Sandhi and other morphonological processes

Poswa does not have extensive sandhi. What exists is difficult to untangle from morphological processes, since analogy has led sandhi changes to extend to environments in which they did not originally occur.

Wet syllables

Wet syllables (pompamba twom) are those beginning with the consonant clusters ps pš pf and their labialized counterparts. In some environments, they lose the fricative offglide and retain just the p. This is mostly a historical process, and speakers do not need to think of it, but it does come into play when conjugating verbs and forming certain compounds.

For example, papsa means "white", and one can say

Bibabatšo papsa.
The top of my tongue is white.

However, if used as a compound, the papsa word is unstressed, and therefore one says

Bibabappapwa.
White (top of) tongue. (A symptom of candidiasis).

Since color words are nearly always used as adjectives, and all have the same historical -(y)s- infix, analogy has led them to be sometimes used without the -(y)s- even in stressed form. Generally, the -s- is retained when a color word is used as a noun, for example

Apsa babuba.
The red one is hot.


Wet syllables in initial position

Historically, the wet clusters ps- and pš- occurred in initial position, but they have both changed to a simple p-. On the other hand, pf- still exists.

Spelling

Poswa is written with a very complicated syllabary, named Toppwe (or Pompoppwe to be more specific), in which some letters are drawn inside other letters. Not all possible syllables are represented, but all of the syllables that require two letters to spell are phonological reflexes of previously existing two-syllable sequences. Labialization, though not represented in the Romanized form of the alphabet, is distinguished in Toppwe. For instance the word pappa "medicine" contrasts with pappa "field" in that the second p in the second word is labialized. The first is spelled in Toppwe as pap-pa, the second as pabʷ-pa (because /bʷp/ is not a valid consonant cluster in the language, it is automatically read as /pʷp/). All in all there are about 1500 letters in Toppwe, including a small number of bisyllabic graphemes representing common sequences such as /bies/ and a few abbreviations.



Sound changes and vocabulary retention

Poswa does much better than Pabappa at retaining old monosyllabic vocabulary from the Babakiam language due to its larger phonology and slower rate of sound change.

With the Poswobs' strong knowledge of their written history, some words which would not be used in normal speech, such as i "bubble" and ti "dream" are nevertheless widely understood and can be used in abbreviations and poetic compounds. For example, mabem means soap, and mabemi is widely understood as meaning "soap bubbles, lather" without having to use the longer form mabempwar. Note also that i as a standalone word is still widely understood to mean "buoy", as it has for the last 4000 years.

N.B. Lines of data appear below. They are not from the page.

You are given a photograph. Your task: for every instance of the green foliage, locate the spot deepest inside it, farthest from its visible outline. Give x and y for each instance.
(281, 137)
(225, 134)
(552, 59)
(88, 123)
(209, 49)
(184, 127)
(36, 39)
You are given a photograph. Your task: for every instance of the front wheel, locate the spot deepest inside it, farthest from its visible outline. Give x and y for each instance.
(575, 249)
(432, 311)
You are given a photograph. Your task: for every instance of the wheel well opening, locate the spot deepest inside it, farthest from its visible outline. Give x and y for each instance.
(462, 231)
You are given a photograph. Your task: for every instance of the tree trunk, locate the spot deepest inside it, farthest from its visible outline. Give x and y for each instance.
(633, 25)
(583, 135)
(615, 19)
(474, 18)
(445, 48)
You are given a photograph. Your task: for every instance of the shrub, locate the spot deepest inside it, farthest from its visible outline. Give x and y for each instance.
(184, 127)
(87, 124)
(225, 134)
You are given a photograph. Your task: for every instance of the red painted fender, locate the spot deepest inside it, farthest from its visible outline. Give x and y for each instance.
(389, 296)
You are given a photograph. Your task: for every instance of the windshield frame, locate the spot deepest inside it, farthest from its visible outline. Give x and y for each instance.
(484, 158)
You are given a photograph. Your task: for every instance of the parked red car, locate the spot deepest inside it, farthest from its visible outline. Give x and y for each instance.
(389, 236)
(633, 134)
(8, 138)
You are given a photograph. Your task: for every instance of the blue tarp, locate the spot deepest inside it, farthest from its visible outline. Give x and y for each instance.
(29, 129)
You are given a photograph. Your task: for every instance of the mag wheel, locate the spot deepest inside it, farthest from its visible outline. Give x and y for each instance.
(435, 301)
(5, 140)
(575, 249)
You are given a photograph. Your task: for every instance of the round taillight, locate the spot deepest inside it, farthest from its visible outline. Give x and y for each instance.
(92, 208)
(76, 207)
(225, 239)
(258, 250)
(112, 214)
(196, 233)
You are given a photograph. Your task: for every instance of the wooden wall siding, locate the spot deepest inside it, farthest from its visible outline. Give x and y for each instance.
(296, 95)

Nevertheless, the ability to create all-vowel sentences is long gone, and most words in Poswa have at least two syllables.


The sound change champions

  • pobbas "war", from pau babibup mibeas. Note that this was originally a euphemism meaning "to destroy unarmed people", replacing many other words for war which, however, still survive in compounds.
  • pwubo "salary, rate of pay", from pepibu miaau "career value".
  • polfwatos "vegetarian", from pauyau pabaa kataus, "able to eat fresh fruit".
  • peffofapwa "red rose", from pipta babupte apusa
  • povbia "to want to become pregnant", from pusmabaupubiba

Most of the extreme examples involve deletion of /b/ in unstressed syllables, resulting in vowel sequences which then contracted into single vowels.

Notes

  1. In the green dictionary, I wrote that the expected outcome of this word would be pevžum.
  2. The exact date was August 3948.
  3. Possibly laktšop.
  4. Consider "afetto", and so on down the table, as words like "etto" would not exist if not for loans and a few random anomalies. Normally, to have an /e/ in the initial syllable, the parent language would need to have a closed syllable, which would mean that it was accented, except in a very few words which had two closed syllables.